I think there will be karaoke competition.
The real question is for how long Russia will be able and willing to underwrite Belarus economy as nobody in the world needs MAZ trucks or any other industrial equipment made in Belarus. Russia can easily replace Belarus industrial exports with much better products from say, Korea or Brazil.
STOLYPIN: Moscow is not Minsk, but it is in its shadow
Can Lukashenko survive? While not impossible, it is looking increasingly unlikely. With the situation on the ground moving so quickly, though, I will ...www.intellinews.com
Another brilliant move by Putin.

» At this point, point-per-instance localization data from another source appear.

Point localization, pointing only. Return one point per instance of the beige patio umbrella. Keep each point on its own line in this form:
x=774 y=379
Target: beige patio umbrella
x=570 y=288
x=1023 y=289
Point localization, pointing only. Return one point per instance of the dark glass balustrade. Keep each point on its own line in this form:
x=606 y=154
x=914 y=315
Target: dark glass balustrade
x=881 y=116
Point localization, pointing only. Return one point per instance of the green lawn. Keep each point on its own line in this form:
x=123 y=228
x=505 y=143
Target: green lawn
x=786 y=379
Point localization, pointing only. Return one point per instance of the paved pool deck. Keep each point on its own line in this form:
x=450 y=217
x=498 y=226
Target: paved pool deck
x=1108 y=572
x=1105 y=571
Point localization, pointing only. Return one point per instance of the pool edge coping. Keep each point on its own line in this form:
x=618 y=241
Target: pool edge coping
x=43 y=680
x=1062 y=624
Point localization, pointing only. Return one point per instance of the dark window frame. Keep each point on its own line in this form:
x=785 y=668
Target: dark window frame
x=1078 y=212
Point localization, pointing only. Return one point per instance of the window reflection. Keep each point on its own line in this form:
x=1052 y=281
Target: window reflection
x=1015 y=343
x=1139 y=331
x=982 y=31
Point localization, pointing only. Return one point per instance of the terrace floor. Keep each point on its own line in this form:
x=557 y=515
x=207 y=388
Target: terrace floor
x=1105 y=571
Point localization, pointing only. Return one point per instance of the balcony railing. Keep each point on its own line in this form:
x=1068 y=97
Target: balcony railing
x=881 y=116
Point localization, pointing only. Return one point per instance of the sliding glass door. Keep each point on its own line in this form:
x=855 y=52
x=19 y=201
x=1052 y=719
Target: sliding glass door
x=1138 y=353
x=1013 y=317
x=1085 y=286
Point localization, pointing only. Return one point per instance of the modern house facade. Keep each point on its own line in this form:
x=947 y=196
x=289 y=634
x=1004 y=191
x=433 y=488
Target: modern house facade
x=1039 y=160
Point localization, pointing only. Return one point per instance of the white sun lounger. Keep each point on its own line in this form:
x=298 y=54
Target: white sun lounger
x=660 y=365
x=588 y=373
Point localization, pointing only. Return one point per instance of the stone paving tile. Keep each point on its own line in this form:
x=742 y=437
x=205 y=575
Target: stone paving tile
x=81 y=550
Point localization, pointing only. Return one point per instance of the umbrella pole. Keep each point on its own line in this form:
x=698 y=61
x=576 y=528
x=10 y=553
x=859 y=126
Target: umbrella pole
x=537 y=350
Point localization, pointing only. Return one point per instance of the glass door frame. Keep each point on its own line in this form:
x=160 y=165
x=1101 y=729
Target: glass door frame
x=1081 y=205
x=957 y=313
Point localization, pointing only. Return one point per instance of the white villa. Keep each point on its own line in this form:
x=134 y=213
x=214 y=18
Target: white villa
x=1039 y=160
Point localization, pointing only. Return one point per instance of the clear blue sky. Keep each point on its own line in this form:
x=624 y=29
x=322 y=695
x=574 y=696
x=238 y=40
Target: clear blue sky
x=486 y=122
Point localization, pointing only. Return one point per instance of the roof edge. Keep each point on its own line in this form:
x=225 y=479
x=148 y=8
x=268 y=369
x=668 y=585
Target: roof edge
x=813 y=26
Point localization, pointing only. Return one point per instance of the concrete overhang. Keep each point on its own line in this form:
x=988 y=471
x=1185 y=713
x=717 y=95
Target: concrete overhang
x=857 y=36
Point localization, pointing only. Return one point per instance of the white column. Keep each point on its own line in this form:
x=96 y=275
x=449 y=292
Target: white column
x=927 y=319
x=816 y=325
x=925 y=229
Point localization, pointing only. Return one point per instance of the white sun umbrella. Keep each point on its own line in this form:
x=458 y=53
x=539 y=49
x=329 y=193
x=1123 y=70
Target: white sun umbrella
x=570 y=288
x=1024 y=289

Lukashenko has distanced himself from Moscow in recent years, and out of the blue for the first time in his reign there are mass protests and an organized viable opposition and the army, integrated into the Russian armed forces in all but name, refuses to do what it has done for decades; protect the regime. Leaving Lukashenko no other choice than to bow down to Putin. If it gets worse he'll have no other choice than to "invite" polite people to move into the country. Russia will not let this buffer state fall.
Putin plays grandmaster level chess while the EU thinks they're playing a game of checkers. All they've done is push the formerly semi-neutral Belarusian regime firmly into the arms of Russia. Retaining the status quo would have been better for everyone except Russia but of course realism doesn't exist in the fantasy world of Western politicians and diplomats. Nothing learned from Ukraine.
I have to disagree. Putin has to tread very carefully. He is actually in position damn if you do, damn if you don't. His media has been anti-Lukashenko since at least Russian invasion of Georgia in 2008. This went into overdrive since the Ukrainian adventure when Lukashenko covertly provided MASSIVE assistance (not free of charge, of course) to the state of Ukraine that helped to stall Russian invasion of another neighbor. Right now, Putin's best move is to quickly install at least in name "pro-Democracy" and "pro-Western" successor to Lukashenko. Backing the current leader is counterproductive. Also, one has to forget about swallowing Belarus as well. In short, like I've alluded earlier some sort of Armenian or Kyrguz scenario.
I didn't say Lukashenko himself would survive this, I mean the pro-Russian regime not just surviving but being more closely controlled by Moscow than it has ever been since 1991. Whether Lukashenko himself signs off on this or some muppet appointed by the Kremlin is irrelevant.
That I can agree on, but the West is moving much faster on this crisis than Kremlin at the moment. It looks like the successor has been picked already. Valery Tsepkalo intends to move to Poland
Actually Valery is already in Poland. To make matters worse for Russia, they have already opened a criminal case against Tesplkalo and requested that Interpol detain him. So, he had to spend 3 hours at a border crossing for diplomatic matters to be ironed out.